Water, sewer rates to rise again
Money needed to fix aging water pipes, prevent sewage overflows
Baltimore County water and sewer rates increased for users this fiscal year by 15 percent, and they will go up again in each of the next two years, as the county deals with aging pipes and federal mandates.
The county is phasing in rate hikes over three years to invest millions of dollars to fix water main breaks, prevent sewage overflows and meet stricter federal limits on the amount of nutrients draining into the Chesapeake Bay.
Effective July 1, the metered water usage charge for the coming fiscal year is expected to increase, on average, by $130.20 for a family of four, followed by an increase of $97.23 the following year, according to a county press release.
The increases affect all Baltimore County users, including residences, apartment complexes, retail centers, office buildings and industrial plants.
“Because of the vast differences in building size and water usage by
non-residential users, it is difficult to draw a single profile of what it will mean for them,” wrote county spokeswoman Fronda Cohen in an email.
The purpose of the increases over the next two years is to generate $54 million in additional revenue, which will be used to replace water pipes, reline sewer pipes and upgrade treatment plants, according to a county press release.
Baltimore County maintains more than 2,100 miles of water lines and 3,100 miles of sewer lines in the county as part of its responsibilities to the regional Metropolitan District, which was established in 1924 to provide water and sewer service to the county and Baltimore City.

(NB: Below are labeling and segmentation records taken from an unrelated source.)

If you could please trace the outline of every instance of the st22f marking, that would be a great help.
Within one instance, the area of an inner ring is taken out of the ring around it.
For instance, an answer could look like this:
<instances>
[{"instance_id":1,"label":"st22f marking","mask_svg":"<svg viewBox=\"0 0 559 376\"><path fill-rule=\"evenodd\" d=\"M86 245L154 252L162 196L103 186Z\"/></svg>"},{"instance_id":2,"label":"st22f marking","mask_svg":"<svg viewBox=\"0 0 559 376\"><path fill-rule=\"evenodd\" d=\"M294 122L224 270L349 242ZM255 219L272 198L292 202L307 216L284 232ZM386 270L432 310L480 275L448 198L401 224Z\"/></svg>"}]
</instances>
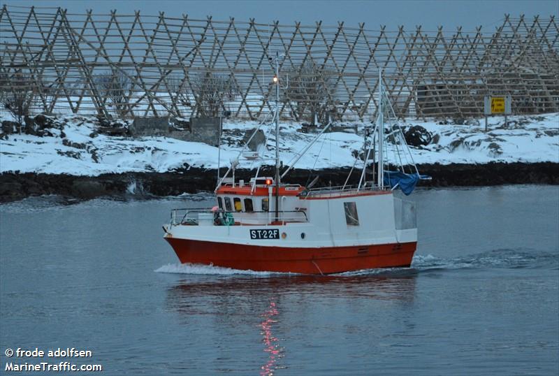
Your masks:
<instances>
[{"instance_id":1,"label":"st22f marking","mask_svg":"<svg viewBox=\"0 0 559 376\"><path fill-rule=\"evenodd\" d=\"M277 229L258 229L258 230L250 230L250 238L251 239L279 239L280 238L280 230Z\"/></svg>"}]
</instances>

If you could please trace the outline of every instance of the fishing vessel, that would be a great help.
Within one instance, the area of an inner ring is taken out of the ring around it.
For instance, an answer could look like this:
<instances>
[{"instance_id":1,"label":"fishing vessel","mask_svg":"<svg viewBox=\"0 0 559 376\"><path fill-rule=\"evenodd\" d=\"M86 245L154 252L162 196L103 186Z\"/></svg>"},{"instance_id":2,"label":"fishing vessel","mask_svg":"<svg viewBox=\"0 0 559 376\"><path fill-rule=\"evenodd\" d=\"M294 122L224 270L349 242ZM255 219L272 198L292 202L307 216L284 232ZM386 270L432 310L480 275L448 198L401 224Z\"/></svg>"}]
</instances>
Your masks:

The District was set up to be financially self-supporting, which means that it is funded by user fees.
In recent years Baltimore County has dipped into “growing reserve to aid in debt service payments,” according to a Feb. 18 credit analysis by Standard & Poor’s Ratings Services.
“The county’s debt and liability factor score changed from strong to weak and reflects the now only partial self-support provided to the county’s Metropolitan Dis-
trict bonds,” according to the report.
To restore the balance, the county raised fees by 15 percent for the current fiscal year ending June 30, and announced recently that it will raise rates over the next two fiscal years in amounts equivalent to 12 percent and 8 percent increases respectively.
“We understand, with rate increases implemented for fiscal 2016, the Metropolitan District bonds will again receive full self-support status in the near term,” according to the Standard & Poor’s report.
Baltimore County is also dealing with a 2005 federal consent decree that requires tjurisdictions around the Chesapeake Bay to spend millions of dollars to expand or upgrade sewage treatment plants to increase filtering capacity and lower the level of nutrients running into the bay.
Air pollution from cars, fertilized fields and sewage treatment plants contain nitrogen and phosphorous, which in excess amounts can spark algae blooms that block sunlight and deplete oxygen levels in the water, killing fish, shellfish and other aquatic life.
As part of the consent decree, Baltimore City is currently expanding its Back River sewage treatment plant located off Eastern Boulevard, which is run by the city and located in the county.
The plant serves residents and also industrial users such as American Yeast off North Point Boulevard and Middle River Aircraft off Eastern Avenue.
The Maryland Department of the Environment is currently reviewing the plant’s renewal application for its discharge permit. The department is hosting an informational meeting for the public about the permit at 6 p.m. on Monday, April 4, at the North Point library.